Tyranny and Police Power: The “Back to Blue” Act


Criminal justice reform, and the militarization of the police, has been a hot-button issue for the last few years; groups like “Black Lives Matters” have been calling for “criminal justice reform” to become a more important issue in Washington DC.  While Senators like Rand Paul and Cory Booker are crossing party lines to introduce bi-partisan legislation, others are looking to strengthen police power.


Senator Cornyn’s legislation would make it nearly impossible to hold police accountable for their actions.

On May 16th Senator John Cornyn, Republican Senator from Texas, introduced the “Back the Blue Act of 2017,” which was co-sponsored by 15 other Republican Senators, while his colleague Representative Ted Poe, also a Texas Republican, introduced identical legislation in the House of Representatives.  The bill grossly expands police power nationwide, and, as South Carolina attorney Robert Phillips states “essentially ends all police liability” in this country.  But it does so much more than that.  

Sections 2-4 make it a federal crime to kill, conspire to kill, attempt to kill, or assault any law enforcement officer, judge, or first responder whose agency receives federal funding. State and local law enforcement officials, who receive a large portion of their funding from the federal government, are covered by this legislation.

What Does that Mean?

“Back the Blue” would make any action against law enforcement a federal crime. Reducing local power.

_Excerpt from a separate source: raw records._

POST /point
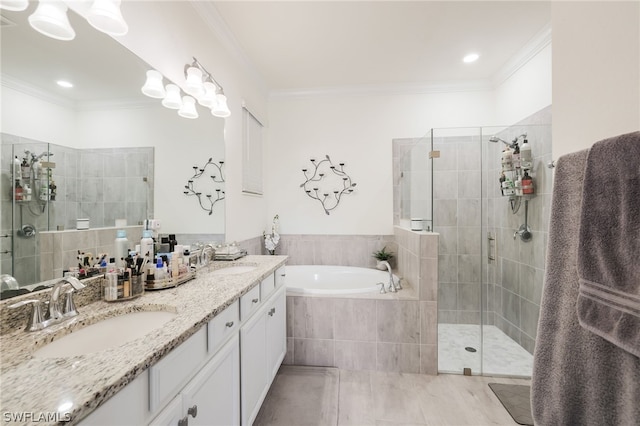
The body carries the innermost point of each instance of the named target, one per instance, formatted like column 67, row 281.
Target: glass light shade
column 188, row 109
column 15, row 5
column 220, row 109
column 153, row 87
column 208, row 98
column 105, row 16
column 172, row 98
column 50, row 19
column 194, row 82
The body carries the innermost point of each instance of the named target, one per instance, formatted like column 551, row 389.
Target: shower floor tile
column 502, row 355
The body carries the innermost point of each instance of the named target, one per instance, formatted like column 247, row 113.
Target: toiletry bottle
column 525, row 155
column 18, row 191
column 17, row 170
column 121, row 248
column 146, row 244
column 527, row 184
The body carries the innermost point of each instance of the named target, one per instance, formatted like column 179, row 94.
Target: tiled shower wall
column 392, row 332
column 515, row 279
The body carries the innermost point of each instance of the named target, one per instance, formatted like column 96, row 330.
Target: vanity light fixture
column 153, row 86
column 188, row 108
column 105, row 16
column 14, row 5
column 50, row 19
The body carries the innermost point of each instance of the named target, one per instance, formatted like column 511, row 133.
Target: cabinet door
column 170, row 415
column 276, row 332
column 253, row 366
column 213, row 397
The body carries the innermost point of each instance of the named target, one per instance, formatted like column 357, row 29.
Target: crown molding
column 534, row 46
column 216, row 23
column 391, row 89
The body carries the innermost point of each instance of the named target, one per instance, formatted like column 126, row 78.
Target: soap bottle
column 122, row 248
column 146, row 244
column 525, row 155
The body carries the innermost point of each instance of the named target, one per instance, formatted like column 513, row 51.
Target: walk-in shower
column 489, row 277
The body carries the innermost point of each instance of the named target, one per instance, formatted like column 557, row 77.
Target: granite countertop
column 79, row 384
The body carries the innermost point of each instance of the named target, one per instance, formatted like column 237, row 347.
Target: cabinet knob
column 193, row 411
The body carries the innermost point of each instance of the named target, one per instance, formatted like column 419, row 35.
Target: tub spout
column 393, row 287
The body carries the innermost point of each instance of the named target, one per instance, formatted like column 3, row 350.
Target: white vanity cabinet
column 211, row 398
column 263, row 347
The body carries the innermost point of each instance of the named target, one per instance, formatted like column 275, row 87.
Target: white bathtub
column 339, row 280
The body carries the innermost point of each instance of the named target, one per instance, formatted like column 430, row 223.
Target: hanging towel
column 578, row 377
column 609, row 242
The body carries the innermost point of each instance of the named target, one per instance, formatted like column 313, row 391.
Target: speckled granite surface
column 41, row 385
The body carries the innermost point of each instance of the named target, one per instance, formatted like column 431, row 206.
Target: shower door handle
column 491, row 247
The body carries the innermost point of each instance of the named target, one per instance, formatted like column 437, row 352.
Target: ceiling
column 296, row 45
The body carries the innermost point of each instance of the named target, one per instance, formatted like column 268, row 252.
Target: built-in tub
column 334, row 280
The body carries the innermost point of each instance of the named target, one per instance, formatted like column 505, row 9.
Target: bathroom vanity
column 212, row 363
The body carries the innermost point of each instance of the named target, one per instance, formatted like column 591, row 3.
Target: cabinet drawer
column 223, row 326
column 249, row 303
column 280, row 277
column 174, row 370
column 267, row 286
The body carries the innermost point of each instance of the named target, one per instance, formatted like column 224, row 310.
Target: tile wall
column 381, row 333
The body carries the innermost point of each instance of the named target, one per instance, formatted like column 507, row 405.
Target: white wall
column 526, row 91
column 357, row 130
column 55, row 123
column 596, row 72
column 167, row 35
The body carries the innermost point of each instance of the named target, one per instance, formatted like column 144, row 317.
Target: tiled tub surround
column 382, row 332
column 40, row 385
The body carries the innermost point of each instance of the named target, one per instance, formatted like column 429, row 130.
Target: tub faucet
column 55, row 313
column 393, row 287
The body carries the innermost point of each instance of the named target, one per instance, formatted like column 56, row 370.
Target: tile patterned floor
column 501, row 356
column 372, row 398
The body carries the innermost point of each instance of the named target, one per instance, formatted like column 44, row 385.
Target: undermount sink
column 232, row 270
column 108, row 333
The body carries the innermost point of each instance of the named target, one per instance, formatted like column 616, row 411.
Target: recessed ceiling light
column 65, row 84
column 471, row 57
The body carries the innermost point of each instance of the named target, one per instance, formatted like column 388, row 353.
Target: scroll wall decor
column 194, row 187
column 325, row 175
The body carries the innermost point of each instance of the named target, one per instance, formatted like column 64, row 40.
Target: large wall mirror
column 117, row 153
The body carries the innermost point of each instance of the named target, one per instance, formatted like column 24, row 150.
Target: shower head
column 495, row 139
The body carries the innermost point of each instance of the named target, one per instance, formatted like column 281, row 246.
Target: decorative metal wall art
column 328, row 175
column 193, row 188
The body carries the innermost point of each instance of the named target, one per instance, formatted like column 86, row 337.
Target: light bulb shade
column 220, row 109
column 194, row 82
column 105, row 16
column 153, row 87
column 208, row 98
column 15, row 5
column 50, row 19
column 172, row 98
column 188, row 109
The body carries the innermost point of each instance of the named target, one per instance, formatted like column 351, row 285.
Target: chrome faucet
column 55, row 313
column 393, row 287
column 37, row 320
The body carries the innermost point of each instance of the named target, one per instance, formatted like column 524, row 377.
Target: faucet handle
column 36, row 319
column 69, row 305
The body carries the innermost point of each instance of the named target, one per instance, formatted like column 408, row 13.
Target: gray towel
column 578, row 377
column 609, row 244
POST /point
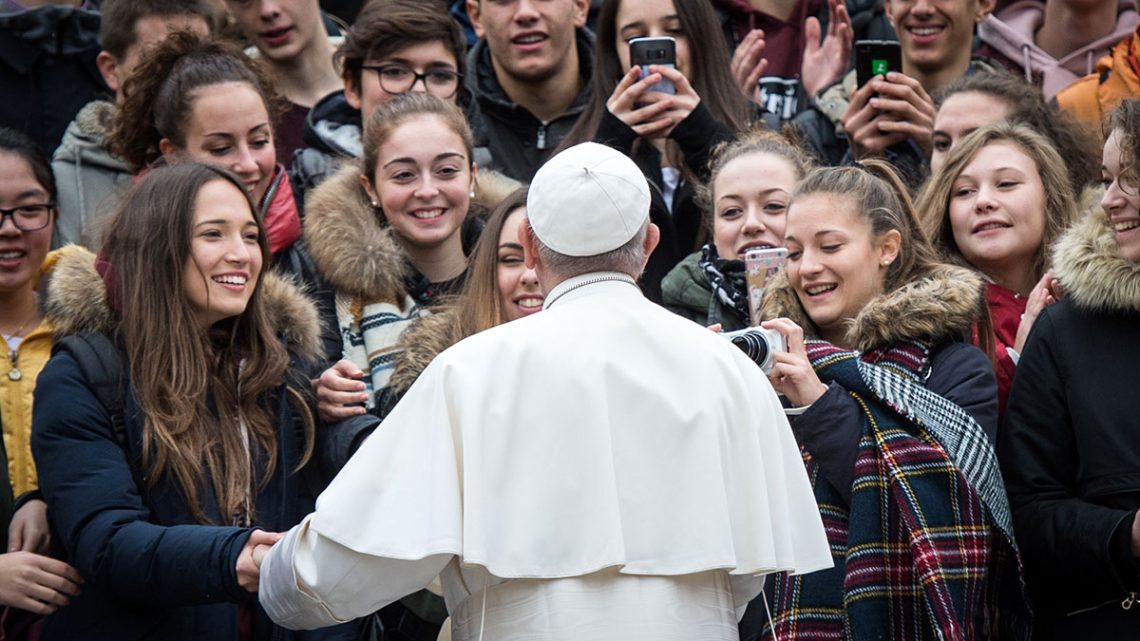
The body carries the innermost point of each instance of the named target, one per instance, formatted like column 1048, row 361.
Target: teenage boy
column 294, row 42
column 86, row 170
column 529, row 78
column 893, row 115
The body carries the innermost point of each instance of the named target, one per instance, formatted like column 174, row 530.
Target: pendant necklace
column 14, row 373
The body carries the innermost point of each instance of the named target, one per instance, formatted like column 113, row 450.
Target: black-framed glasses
column 29, row 218
column 398, row 79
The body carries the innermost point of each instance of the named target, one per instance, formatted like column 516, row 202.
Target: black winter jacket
column 1071, row 444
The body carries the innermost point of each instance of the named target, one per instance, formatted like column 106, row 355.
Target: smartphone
column 877, row 57
column 645, row 51
column 759, row 267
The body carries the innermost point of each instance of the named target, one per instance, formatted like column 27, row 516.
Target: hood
column 84, row 144
column 1088, row 262
column 488, row 94
column 74, row 299
column 352, row 251
column 421, row 343
column 333, row 127
column 938, row 307
column 1011, row 30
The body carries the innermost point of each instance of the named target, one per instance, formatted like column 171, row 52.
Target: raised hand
column 825, row 62
column 340, row 392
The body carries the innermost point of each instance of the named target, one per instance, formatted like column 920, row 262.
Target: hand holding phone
column 660, row 51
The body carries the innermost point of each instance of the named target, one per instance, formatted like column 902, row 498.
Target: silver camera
column 758, row 345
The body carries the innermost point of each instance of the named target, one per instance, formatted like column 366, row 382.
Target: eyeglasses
column 29, row 218
column 399, row 79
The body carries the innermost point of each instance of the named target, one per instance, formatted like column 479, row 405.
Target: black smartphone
column 645, row 51
column 877, row 57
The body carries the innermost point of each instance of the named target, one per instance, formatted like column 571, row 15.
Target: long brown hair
column 709, row 66
column 1060, row 201
column 159, row 96
column 481, row 307
column 180, row 373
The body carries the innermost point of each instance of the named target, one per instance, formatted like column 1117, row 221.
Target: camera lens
column 754, row 345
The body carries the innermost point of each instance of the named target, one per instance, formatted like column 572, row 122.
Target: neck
column 310, row 75
column 441, row 262
column 19, row 310
column 1017, row 277
column 546, row 98
column 779, row 9
column 935, row 80
column 1066, row 29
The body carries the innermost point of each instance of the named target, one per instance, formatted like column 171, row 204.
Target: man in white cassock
column 603, row 470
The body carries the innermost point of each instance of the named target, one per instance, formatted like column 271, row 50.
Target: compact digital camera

Currently, crimes against law enforcement officials are covered by state and local law.  This means that if you kill a cop in Philadelphia, you are subject to whatever crimes the state of Pennsylvania can charge you with. Currently, the state of Pennsylvania has the death penalty, so killing a cop can be a capital offense, however, Larry Krasner, a Philadelphia Civil Rights Attorney running for District Attorney, has stated he will never seek the death penalty. So let’s say a man kills a police officer in Philadelphia, new DA Larry Krasner has refused to seek the death penalty.  If this angered the Attorney General’s office, they can now seek to add federal crimes against the defendant and seek the death penalty for themselves.

More importantly, however, this means that a defendant could theoretically be in a situation where he faces “double jeopardy.”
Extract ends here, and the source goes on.